Ongoing monitoring of the Management Board
The supervisory board in Germany is obliged to monitor the management board on an ongoing basis. This ongoing monitoring is generally carried out at the regular meetings of the supervisory board, which must be held at least once every six months, and at least twice every six months in the case of listed companies. If necessary, the supervisory board must meet more frequently.
The most important instruments of ongoing monitoring are the reports of the management board provided for by law - here mainly concerning the intended business policy, profitability, the course of business, transactions of major importance - and the right of the supervisory board to receive reports from the management board on all (other) matters of the company. The latter reports, the so-called request reports, may be requested by any individual member of the supervisory board for the attention of the supervisory board as a whole. It is significant in this context that the management board cannot refuse to provide a report with reference to any trade or business secrets. The aforementioned instruments are supplemented by the right of the supervisory board to inspect all business documents of the company and to examine them or have them examined by experts in Germany.

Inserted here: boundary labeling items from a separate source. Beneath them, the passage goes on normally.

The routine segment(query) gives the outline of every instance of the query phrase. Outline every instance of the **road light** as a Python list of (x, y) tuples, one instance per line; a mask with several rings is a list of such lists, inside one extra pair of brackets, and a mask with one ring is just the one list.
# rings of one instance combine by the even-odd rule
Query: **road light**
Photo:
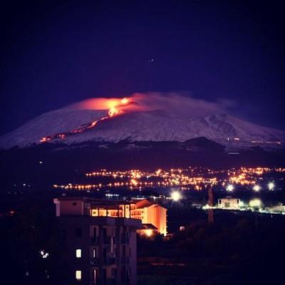
[(273, 183), (273, 182), (268, 183), (269, 190), (272, 191), (274, 189), (274, 187), (275, 187), (274, 183)]
[(253, 187), (252, 189), (253, 189), (254, 191), (255, 191), (255, 192), (259, 192), (259, 190), (260, 190), (260, 186), (259, 186), (259, 185), (255, 185)]
[(259, 199), (253, 199), (249, 201), (249, 206), (252, 208), (259, 208), (261, 204), (261, 201)]
[(232, 185), (232, 184), (229, 184), (229, 185), (227, 185), (227, 191), (229, 191), (229, 192), (232, 192), (232, 191), (234, 191), (234, 185)]
[(171, 193), (171, 199), (173, 201), (177, 202), (182, 198), (182, 195), (180, 192), (178, 191), (173, 191)]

An important preventive monitoring instrument is the requirement of prior approval by the supervisory board for significant management measures by the management board in Germany. According to Art. 111 of the AktG, the articles of association or the supervisory board must determine which types of transactions may only be carried out with the approval of the supervisory board. If the supervisory board refuses to give its consent, the management board may demand that the shareholders' meeting resolve on such consent.
The supervisory board in Germany can also exercise a form of ongoing supervision through its authority to issue rules of procedure to the management board. In this way, the supervisory board can give the management board guidelines (a) on the manner of its activities and (b) on cooperation with the supervisory board.
Duties and liability of the Supervisory Board in Germany
Since it is not the individual members of the supervisory board but the supervisory board as a body that performs its duties, a core duty of the individual member of the supervisory board is to exercise his or her rights and duties in a collegial manner. Therefore, the individual member of the supervisory board in Germany has a particular duty to cooperate in actions. In doing so, a member of the supervisory board must act with due care, fulfill his duty of loyalty to the company and observe the duty of confidentiality incumbent upon him.
The remarks on the liability of the management board in Germany apply mutatis mutandis to the liabilityunder civil law of the members of the supervisory board. Tortious liability of the individual supervisory board member is also possible. The importance of supervisory board liability is likely to increase in the future. In particular, the focus will be on the standard of care of the "prudent and conscientious manager" and here in particular the necessary intensity of supervision.
Breaches of duty and subsequent claims for damages will be asserted primarily by the management board in Germany. If the management board fails to take action, the shareholders' meeting or (minority) shareholders can appoint a special audit, appoint a special representative or enforce the admission of a claim.
The Supervisory Board Member - Legal Status and Compensation
The individual member of the supervisory board is responsible for his or her own actions and is obliged only to safeguard the interests of the stock corporation. In particular, they are not bound by instructions or orders and cannot legally commit themselves to a specific vote. In principle, the individual members of the supervisory board have the same rights and obligations. Only the chairman of the supervisory board has a prominent position.